The problem is that it always predicts a constant value for each sequence for all times. But when I use the input of the following link with two sequences, it can predict very well:

http://danielhnyk.cz/predicting-sequences-vectors-keras-using-rnn-lstm/

I have changed number of epochs, batch_size but nothing changed! Can anybody help me find the problem?

Source

mininaNik

Most helpful comment

I solved my problem! Just to inform others who have the same problem: I scaled (centered) my input data.

mininaNik on 16 Feb 2016

👍14 😄6 ❤3 🎉2

All 5 comments

Good question, thank you
On Feb 15, 2016 03:18, "mininaNik" [email protected] wrote:

I want to predict sequences of number vectors based on the previous ones.
I have five sequences. I considered the length of the history 100. I
transformed the data to following format:
As an input X I have array of n matrices, each with 100 rows and 5 columns
(technically, X is a tensor with dimensions n x 100 x 5). The target y will
be matrix n x 5 - for each input X_i (matrix 100 x 5) I want one
corresponding row of y (with just two elements).
So my input data (X) is a numpy array n x 100 x 5 and output (y) is n x 5
. My model is as follows:

in_out_neurons = 5
hidden_neurons = 20
model = Sequential()
model.add(LSTM(hidden_neurons, return_sequences=True, forget_bias_init =
'one', inner_activation='hard_sigmoid', input_shape=(100,5)))
model.add(Activation("sigmoid"))
model.add(Dropout(0.2))
model.add(LSTM(hidden_neurons, return_sequences=False, forget_bias_init =
'one', inner_activation='hard_sigmoid'))
model.add(Activation("sigmoid"))
model.add(Dropout(0.2))
model.add(Dense(in_out_neurons))
model.add(Activation("linear"))
model.compile(loss="mean_squared_error", optimizer="rmsprop")
model.fit(X_train, y_train, batch_size=450, nb_epoch=20,
validation_split=0.05)
predicted = model.predict(X_test)

The problem is that it always predicts a constant value for each sequence
for all times.
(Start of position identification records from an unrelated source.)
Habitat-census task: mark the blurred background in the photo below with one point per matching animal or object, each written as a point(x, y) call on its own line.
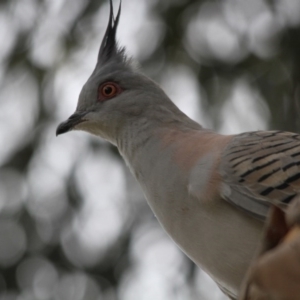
point(74, 225)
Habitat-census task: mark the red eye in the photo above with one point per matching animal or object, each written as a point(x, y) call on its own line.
point(108, 90)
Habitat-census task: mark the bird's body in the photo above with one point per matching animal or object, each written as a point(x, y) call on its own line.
point(189, 205)
point(207, 190)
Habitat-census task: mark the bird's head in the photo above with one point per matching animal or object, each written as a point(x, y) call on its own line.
point(115, 93)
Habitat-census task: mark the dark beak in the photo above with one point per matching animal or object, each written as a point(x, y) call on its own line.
point(68, 125)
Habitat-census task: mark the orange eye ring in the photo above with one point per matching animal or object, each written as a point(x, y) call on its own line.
point(108, 90)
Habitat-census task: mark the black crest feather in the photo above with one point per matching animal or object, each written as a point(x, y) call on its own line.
point(109, 47)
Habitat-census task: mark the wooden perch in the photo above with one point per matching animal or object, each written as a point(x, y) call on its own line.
point(275, 272)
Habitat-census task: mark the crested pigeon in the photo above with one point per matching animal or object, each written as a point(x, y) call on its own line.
point(210, 192)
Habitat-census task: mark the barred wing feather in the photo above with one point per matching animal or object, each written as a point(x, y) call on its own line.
point(259, 168)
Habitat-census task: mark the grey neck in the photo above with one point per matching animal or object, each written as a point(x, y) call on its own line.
point(143, 131)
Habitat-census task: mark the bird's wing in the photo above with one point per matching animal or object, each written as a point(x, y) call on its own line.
point(259, 168)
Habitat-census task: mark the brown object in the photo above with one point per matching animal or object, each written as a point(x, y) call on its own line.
point(275, 273)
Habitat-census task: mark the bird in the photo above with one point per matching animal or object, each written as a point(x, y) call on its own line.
point(210, 192)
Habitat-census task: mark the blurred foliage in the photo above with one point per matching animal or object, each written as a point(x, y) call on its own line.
point(248, 47)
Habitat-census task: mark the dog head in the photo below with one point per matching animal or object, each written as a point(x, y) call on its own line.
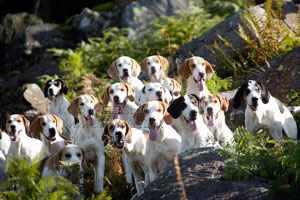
point(118, 94)
point(211, 105)
point(48, 126)
point(198, 68)
point(187, 106)
point(120, 131)
point(254, 93)
point(86, 105)
point(155, 114)
point(124, 67)
point(16, 125)
point(154, 66)
point(54, 88)
point(156, 91)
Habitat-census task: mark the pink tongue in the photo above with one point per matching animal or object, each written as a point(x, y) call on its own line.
point(200, 85)
point(51, 97)
point(153, 134)
point(91, 120)
point(210, 121)
point(193, 125)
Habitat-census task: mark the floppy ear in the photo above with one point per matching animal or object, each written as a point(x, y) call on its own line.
point(105, 135)
point(73, 107)
point(184, 69)
point(144, 66)
point(35, 128)
point(224, 102)
point(167, 117)
point(239, 95)
point(130, 92)
point(208, 69)
point(265, 94)
point(112, 70)
point(59, 123)
point(105, 96)
point(136, 68)
point(83, 162)
point(26, 122)
point(175, 108)
point(128, 134)
point(139, 115)
point(163, 62)
point(64, 87)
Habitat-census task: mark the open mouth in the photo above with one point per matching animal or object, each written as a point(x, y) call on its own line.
point(153, 132)
point(13, 135)
point(118, 109)
point(90, 120)
point(200, 83)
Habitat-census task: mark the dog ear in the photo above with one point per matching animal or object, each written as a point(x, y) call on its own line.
point(265, 94)
point(112, 70)
point(128, 134)
point(144, 65)
point(64, 88)
point(163, 62)
point(208, 69)
point(184, 69)
point(105, 96)
point(105, 134)
point(59, 123)
point(136, 68)
point(139, 115)
point(35, 128)
point(239, 95)
point(73, 107)
point(167, 117)
point(224, 102)
point(175, 108)
point(130, 92)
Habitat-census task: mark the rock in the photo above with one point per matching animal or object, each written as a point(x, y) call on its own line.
point(35, 96)
point(88, 24)
point(202, 171)
point(227, 29)
point(138, 14)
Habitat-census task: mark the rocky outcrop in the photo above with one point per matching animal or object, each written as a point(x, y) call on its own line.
point(227, 29)
point(203, 172)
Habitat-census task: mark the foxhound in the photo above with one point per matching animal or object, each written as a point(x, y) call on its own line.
point(127, 69)
point(196, 70)
point(132, 141)
point(194, 133)
point(263, 111)
point(88, 135)
point(213, 107)
point(163, 141)
point(48, 127)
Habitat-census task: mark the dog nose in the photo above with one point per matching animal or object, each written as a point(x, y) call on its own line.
point(209, 110)
point(193, 114)
point(151, 120)
point(201, 74)
point(52, 132)
point(91, 111)
point(158, 93)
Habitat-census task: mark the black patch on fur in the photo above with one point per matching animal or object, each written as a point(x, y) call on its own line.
point(176, 107)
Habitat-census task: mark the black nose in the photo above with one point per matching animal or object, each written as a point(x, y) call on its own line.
point(116, 99)
point(151, 120)
point(201, 74)
point(158, 93)
point(193, 114)
point(153, 70)
point(209, 110)
point(52, 132)
point(91, 111)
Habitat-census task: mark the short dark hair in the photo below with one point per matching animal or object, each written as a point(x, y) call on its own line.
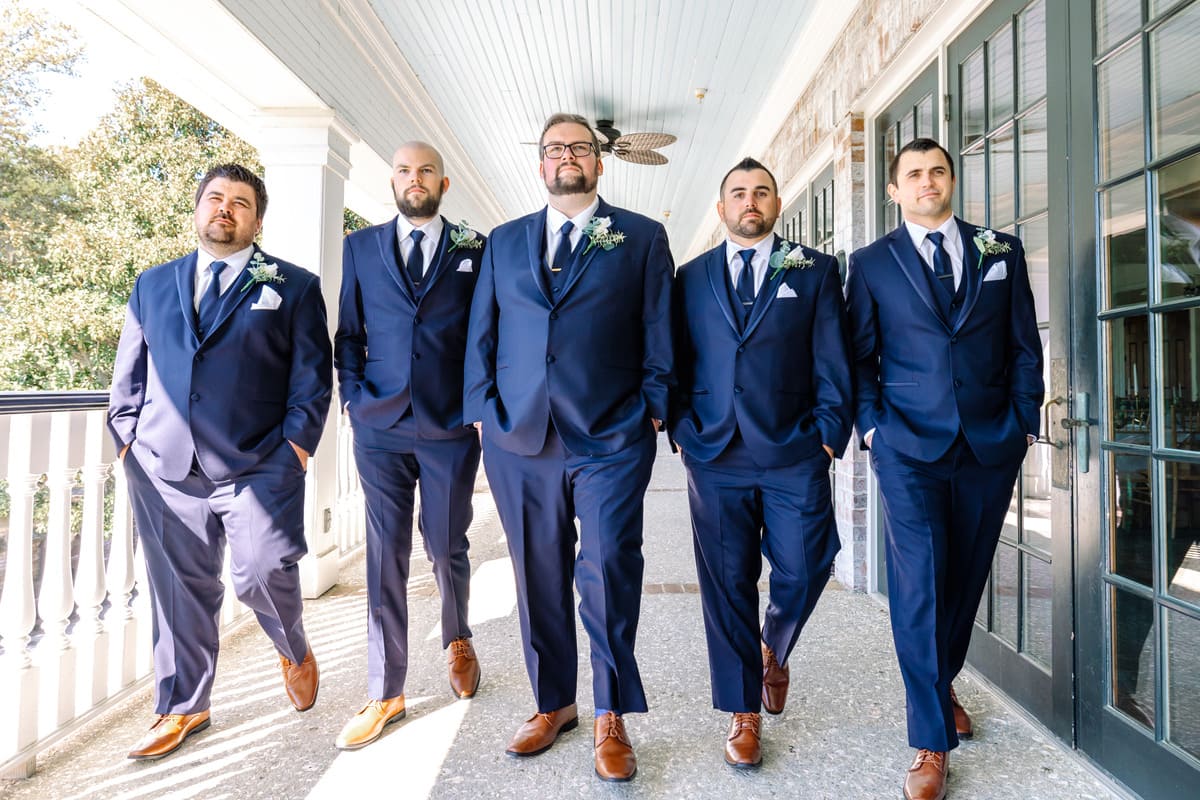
point(745, 166)
point(558, 119)
point(917, 145)
point(241, 175)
But we I use the input of the following link with two
sequence, it can predict very well:

http://danielhnyk.cz/predicting-sequences-vectors-keras-using-rnn-lstm/

I have changed number of epochs, batch_size but nothing changed! Can
anybody help me find the problem?

—
Reply to this email directly or view it on GitHub
https://github.com/fchollet/keras/issues/1727.

Sandy4321 on 15 Feb 2016

I solved my problem! Just to inform others who have the same problem: I scaled (centered) my input data.

mininaNik on 16 Feb 2016

👍14 😄6 ❤3 🎉2

@mininaNik How did you center the data? I have a data say in the dimension of 1000x2, I need to produce the training sample, e.g., every 30 data predict the 31th data. So my training data dimension will become n x (30 x 2).

Did you center the data of 1000x2 so that it has zero mean, or for every 30x2 pairs, center the data, so every 30x2 (total of n) has zero mean?

coolzai on 16 Jul 2016

@coolzai Yes I centered the data to have 0 mean. First I centered the whole data and then I sliced and reshaped the data for training and testing.

mininaNik on 19 Jul 2016

👍1

@mininaNik If you rescale the whole dataset before train_test_split, there is a chance of introducing look-ahead bias. I think you should split the data first, then use the scaler you trained on the training dataset to transform the test dataset.